Moramos pior do que os nossos avós?
À primeira vista, parece absurdo. Temos espaços menores, mas mais planejados, materiais modernos, lajes, vidros, “design minimalista”. Mas basta olhar com atenção para perceber um fato desconfortável:
moramos pior do que os nossos avós.
Não por pobreza. Mas por decadência técnica, estética e cultural.
O tijolo que virou bloco
As casas antigas eram construídas com tijolos maciços, pequenos, sem furos. Paredes espessas — duas fiadas cruzadas — criavam massa térmica real.
Resultado?
— interior mais fresco — silêncio — durabilidade
Hoje temos blocos cerâmicos ocos e paredes finas. É mais rápido. É mais barato. É mais quente. E mais frágil.
O telhado (cobertura) que virou laje
Nossos avós usavam telha de barro, com beiral generoso. Entre a telha e o forro, um colchão de ar refrigerava a casa.
Hoje?
Laje. Concreto exposto.
E depois, para compensar o forno, ar-condicionado.
Substituímos inteligência climática por eletricidade.
A varanda que sumiu
Varandas não eram luxo. Eram tecnologia climática popular:
— sombra — ventilação — proteção da chuva
E criavam beleza sem custo: a casa parecia pousar, leve, elevada, com beiral e sombra.
Hoje o quintal virou vaga de garagem. A fachada virou parede de vidro. E o sol bate direto na sala.
O pé-direito alto
As casas antigas tinham pé-direito alto. Não por ostentação — mas por função.

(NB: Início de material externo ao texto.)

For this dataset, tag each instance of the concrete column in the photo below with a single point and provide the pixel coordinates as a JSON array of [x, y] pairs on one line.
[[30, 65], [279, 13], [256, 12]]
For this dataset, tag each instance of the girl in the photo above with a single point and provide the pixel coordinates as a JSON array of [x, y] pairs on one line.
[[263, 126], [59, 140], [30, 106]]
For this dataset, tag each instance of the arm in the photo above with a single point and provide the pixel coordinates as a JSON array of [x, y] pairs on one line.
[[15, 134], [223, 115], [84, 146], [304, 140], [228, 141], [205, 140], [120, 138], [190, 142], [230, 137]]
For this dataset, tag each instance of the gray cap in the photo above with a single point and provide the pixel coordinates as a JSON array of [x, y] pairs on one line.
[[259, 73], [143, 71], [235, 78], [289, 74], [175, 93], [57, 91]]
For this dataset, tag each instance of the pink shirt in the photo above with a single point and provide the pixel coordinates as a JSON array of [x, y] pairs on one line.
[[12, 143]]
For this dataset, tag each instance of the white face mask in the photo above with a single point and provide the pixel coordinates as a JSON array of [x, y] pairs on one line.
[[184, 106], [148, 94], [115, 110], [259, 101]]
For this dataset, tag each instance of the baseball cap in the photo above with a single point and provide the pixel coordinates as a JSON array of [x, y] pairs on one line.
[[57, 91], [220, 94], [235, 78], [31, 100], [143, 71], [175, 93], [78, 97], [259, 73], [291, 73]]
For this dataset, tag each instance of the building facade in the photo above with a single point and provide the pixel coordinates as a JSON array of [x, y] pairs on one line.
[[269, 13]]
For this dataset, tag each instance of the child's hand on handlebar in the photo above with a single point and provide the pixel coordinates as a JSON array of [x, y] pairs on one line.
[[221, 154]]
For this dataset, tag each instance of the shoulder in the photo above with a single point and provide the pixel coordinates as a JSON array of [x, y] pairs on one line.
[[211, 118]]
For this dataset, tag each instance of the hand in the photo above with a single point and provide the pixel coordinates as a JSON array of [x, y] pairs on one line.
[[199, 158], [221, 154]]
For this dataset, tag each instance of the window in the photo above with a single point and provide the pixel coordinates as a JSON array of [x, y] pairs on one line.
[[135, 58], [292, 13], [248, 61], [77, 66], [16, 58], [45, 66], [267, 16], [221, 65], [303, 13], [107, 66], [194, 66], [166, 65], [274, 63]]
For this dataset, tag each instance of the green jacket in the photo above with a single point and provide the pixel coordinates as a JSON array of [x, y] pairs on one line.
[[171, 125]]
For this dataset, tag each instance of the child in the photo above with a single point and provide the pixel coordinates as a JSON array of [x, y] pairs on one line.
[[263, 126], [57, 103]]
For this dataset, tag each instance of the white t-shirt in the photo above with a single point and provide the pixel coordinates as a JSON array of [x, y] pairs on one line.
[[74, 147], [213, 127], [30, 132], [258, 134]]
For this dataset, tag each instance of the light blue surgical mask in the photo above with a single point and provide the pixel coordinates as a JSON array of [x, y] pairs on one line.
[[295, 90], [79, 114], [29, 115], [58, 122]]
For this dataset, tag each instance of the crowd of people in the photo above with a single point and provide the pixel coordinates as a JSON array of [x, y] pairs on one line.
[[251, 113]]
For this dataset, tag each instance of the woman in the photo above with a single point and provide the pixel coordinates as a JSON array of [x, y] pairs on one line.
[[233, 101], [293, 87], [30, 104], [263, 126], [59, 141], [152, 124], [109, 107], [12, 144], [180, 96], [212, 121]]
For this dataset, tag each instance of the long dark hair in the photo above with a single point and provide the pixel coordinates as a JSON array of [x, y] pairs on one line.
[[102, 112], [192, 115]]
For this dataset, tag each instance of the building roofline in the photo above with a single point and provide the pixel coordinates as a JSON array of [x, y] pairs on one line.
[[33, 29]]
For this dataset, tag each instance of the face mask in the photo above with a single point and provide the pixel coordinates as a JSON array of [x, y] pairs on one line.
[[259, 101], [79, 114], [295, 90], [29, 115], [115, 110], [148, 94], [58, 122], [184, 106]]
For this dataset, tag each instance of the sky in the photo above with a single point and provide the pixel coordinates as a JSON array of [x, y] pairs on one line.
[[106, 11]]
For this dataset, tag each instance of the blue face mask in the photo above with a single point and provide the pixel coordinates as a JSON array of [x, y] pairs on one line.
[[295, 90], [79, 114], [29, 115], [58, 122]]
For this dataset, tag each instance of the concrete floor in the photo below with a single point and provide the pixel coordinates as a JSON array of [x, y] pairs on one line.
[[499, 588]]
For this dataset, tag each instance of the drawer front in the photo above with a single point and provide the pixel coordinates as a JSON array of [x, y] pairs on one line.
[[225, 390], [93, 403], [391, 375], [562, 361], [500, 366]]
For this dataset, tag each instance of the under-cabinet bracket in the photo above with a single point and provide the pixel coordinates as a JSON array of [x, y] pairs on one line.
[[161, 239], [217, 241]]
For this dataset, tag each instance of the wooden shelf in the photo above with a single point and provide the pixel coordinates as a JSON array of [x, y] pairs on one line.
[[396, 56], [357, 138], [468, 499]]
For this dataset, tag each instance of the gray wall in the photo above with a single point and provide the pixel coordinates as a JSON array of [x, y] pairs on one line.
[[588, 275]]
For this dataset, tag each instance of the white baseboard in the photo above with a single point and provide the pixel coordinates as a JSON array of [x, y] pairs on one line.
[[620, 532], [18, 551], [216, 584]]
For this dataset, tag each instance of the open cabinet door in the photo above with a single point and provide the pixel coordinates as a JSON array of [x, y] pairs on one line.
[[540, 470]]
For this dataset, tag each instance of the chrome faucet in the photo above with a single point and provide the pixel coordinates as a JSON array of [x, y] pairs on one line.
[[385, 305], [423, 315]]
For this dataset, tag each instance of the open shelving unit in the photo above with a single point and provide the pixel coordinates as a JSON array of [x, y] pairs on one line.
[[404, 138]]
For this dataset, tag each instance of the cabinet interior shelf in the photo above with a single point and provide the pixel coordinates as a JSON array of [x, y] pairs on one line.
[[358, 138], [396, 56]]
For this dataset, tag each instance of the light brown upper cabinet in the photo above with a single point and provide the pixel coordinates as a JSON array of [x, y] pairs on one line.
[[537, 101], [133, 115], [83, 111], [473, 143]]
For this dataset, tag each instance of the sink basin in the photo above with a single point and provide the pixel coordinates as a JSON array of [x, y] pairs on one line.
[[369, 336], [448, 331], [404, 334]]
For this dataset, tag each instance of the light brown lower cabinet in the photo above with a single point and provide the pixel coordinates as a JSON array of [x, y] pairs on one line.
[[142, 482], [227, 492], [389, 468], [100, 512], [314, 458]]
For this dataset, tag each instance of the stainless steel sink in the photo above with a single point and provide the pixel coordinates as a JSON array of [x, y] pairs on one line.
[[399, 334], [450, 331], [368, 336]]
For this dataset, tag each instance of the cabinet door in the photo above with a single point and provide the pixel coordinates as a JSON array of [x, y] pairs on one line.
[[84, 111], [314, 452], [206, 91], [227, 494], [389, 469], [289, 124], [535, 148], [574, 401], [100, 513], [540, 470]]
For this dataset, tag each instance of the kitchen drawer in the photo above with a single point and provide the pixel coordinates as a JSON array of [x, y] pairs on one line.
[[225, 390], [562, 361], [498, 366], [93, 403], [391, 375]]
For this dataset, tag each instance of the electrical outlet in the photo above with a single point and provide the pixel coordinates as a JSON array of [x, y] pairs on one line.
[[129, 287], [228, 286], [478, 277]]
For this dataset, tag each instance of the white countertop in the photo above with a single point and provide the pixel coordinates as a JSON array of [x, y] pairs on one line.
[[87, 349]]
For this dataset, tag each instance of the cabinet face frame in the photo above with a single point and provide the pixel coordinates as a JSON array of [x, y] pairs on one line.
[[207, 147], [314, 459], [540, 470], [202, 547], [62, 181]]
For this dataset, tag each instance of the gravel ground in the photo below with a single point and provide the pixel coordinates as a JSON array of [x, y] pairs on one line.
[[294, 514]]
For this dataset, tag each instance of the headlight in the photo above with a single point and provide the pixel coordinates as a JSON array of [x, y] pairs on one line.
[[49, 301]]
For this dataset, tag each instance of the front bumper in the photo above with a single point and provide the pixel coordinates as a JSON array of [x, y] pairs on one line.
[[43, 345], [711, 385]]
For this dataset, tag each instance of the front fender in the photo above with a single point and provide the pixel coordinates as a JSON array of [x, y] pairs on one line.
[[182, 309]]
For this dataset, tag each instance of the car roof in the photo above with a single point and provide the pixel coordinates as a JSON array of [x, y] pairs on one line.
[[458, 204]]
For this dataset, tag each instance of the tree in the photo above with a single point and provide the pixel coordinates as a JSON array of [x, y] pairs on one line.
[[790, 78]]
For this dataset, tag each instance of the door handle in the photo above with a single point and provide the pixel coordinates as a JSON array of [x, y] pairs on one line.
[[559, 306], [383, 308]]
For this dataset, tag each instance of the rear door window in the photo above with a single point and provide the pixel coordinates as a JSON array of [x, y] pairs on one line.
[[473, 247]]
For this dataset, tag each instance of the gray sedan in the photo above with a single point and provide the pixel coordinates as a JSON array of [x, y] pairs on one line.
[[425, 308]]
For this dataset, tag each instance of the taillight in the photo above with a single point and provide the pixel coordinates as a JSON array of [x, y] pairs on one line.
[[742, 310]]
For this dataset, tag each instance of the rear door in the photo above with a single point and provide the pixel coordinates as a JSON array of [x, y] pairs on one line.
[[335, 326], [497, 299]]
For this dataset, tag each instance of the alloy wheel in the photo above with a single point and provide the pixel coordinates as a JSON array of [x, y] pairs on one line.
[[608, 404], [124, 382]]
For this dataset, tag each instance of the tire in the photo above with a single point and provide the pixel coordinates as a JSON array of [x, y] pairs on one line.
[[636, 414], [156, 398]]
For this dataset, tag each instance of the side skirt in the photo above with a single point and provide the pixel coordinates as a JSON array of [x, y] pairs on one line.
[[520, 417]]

O calor sobe. O ar circula. Ambientes altos refrescam naturalmente.
O pé-direito alto era uma resposta ao clima, não um sinal de riqueza. Hoje, com pé-direito baixo, o calor fica onde vivemos — e compensamos o erro com ventiladores, ar-condicionado e conta de luz.
O aterro e os pilotis
O mais pobre sabia como construir:
— Um aterro de 20 a 30 centímetros — para evitar umidade — ventilar — refrescar
A elite sabia como construir:
— pilotis — pé-direito alto — ventilação cruzada
Hoje?
Nem aterro. Nem pilotis.
Construímos lajes coladas ao chão: quentes, úmidas, rachadas.
Casas para parecer — não para viver
Visitei condomínios no interior de São Paulo: casas iguais, cubos vitrificados. Portas enormes. Lajes estilizadas.
E a garagem? Com cobertura curta — porque era “estilo” — e um terço do carro ficava no sol ou na chuva.
É a forma vencendo a função. É o símbolo vencendo o conforto.
E as pessoas mudaram com as casas
No bairro antigo, o vizinho varria a calçada de camisa velha e cuidava do jardim antes do banho.
Lavávamos o carro sem camisa.
Fazíamos churrascos vestidos como mendigos.
Pintávamos os muros, raspávamos a ferrugem do portão. E aplicávamos o zarcão. Na semana seguinte haveria mais trabalho: a tinta.
Não havia vergonha no trabalho. Nem culto à aparência.
Hoje há gente arrumada demais para tocar na própria terra. Casas impecáveis — vidas artificiais.
Nos tais condomínios, arrepios. Nunca vi ninguém sequer regando o jardim. Homens e mulheres arrumados como que para sair ao shopping.
Trocamos:
— sombra por vidro — varandas por laje — beiral por estética — função por aparência
E depois ligamos o ar-condicionado para corrigir o erro.
Conclusão
Nossos avós construíam casas que refrescavam. Que duravam. Que eram bonitas porque eram funcionais.
Nós construímos casas que parecem modernas e funcionam mal.
Somos talvez a primeira geração a morar pior do que os avós acreditando que moramos melhor.
Não é saudade. É diagnóstico.
E, se quisermos recuperar o essencial, precisamos reaprender o que esquecemos:
sombra, ventilação, proporção, tradição, função.
Porque progresso não é trocar conforto por estilo. Nem perder inteligência em nome do “moderno”.
A casa — o nosso abrigo — não deveria ser o símbolo da decadência, mas o começo da reconstrução.